Q: So what was that starting point with this particular project? What were some of the specific questions that you were trying to answer?
A: The starting point of this film is a question that I had as a writer - “What does it mean to live in the epicenter of the American dream and feel not hope but sort of shutout or trapped?” This is the question that our main character - played by Abbie Cornish - faces as an Anglo woman living in South Texas working at Walmart. She is living in the very place that all of the immigrants want to get to. So why doesn't she feel filled with hope and that sense of new future and possibilities in her life? That question led me to question the very myth of the border, which is that hope is just to the north. How is it possible that the South is without hope? How is it possible that the North is filled with hope when many of us don't feel it? And now I realize that hope is not in the North or the South. Hope is in the person crossing. Hope is something that is carried inside. The film turns the border upside down sends this Anglo woman across the border, south against the current of the migrant stream. Abbie Cornish, without ever really thinking it through, ends up making the migrant journey in reverse - from a big box store in Texas to a small village in southern Mexico. And along the way she has a profound awakening as a human being.
Q: What is your hope, as a filmmaker, when it comes to how people perceive this project?
A: My hope as a filmmaker is a modest one. I know how complex life is and that a movie or a book can only do so much. But I do hope that people who see the film come away from it thinking a little bit differently about a subject that has become so filled with keywords that we don't even think anymore. You know how that happens? A word like terrorist or communist prevents us from thinking in the same way that the whole discussion about immigration is becoming that way. And I am hoping that this film will, in a way, press a reset button. What happens in the film is completely unexpected. This American woman has the attitude of a victim. She acts like everyone is against her and that nobody is there to help her - which is, in fact, not true. Then she comes into a relationship with a young girl from Mexico who forces an awakening in her that has to do with the values in her life. My hope is that people come out of the film talking about it and maybe looking at the neighborhood or the state that they live in in a slightly different way. What I think is the beating heart of the film is that if you cross a border - whatever that border is, be it a border of language or a border of one neighborhood to another or a border of misunderstanding or a geographical border - something is possible that wasn't possible before. And that is what this film encourages us to think about.
Q: Finally, tell me more about Abbie Cornish. How did you know that she was right for this role?

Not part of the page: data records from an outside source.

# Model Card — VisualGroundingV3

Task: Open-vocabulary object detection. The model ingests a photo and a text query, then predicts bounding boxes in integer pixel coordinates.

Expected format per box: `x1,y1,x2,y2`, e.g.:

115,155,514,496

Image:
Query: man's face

A: As a director, you tend to keep an eye on actors wherever you can and you follow any actor that registers on your radar. When I first saw Abbie, I saw an actress with a rare ability to not only disappear into a role - to fully inhabit a role - but also an actress who has remarkable physical and emotional strength. I needed an actress who would really be believable in the working-class life of her character, which is not a life of elegance and finery. It is really a very hard-knock life. I knew Abbie had those qualities. But the real test was whether she was prepared to learn Spanish because most of her dialogue during the second half of the film is in Spanish. I met with several actresses for the role, all of whom assured me that they were committed to learning the dialogue in Spanish. But Abbie said, “David, I don't want to learn my dialogue. I want to learn the language. When we are in Mexico, I want to be able to speak to people off the set and speak with this little girl off the set.” She took 6 months out of her professional life to work on a independent film with a director that nobody has ever heard of. I felt a tremendous sense of responsibility and gratitude for her trust. Abbie really wants to stretch herself and put herself in a place that is risky and challenging. She is now cast as the lead in the new $120 million “RoboCop.” It is very unusual to have an actress with this range who is truly interested in digging deep and creating a character and, at the same time, enjoy the “Sucker Punchs” and the “RoboCops” of the world.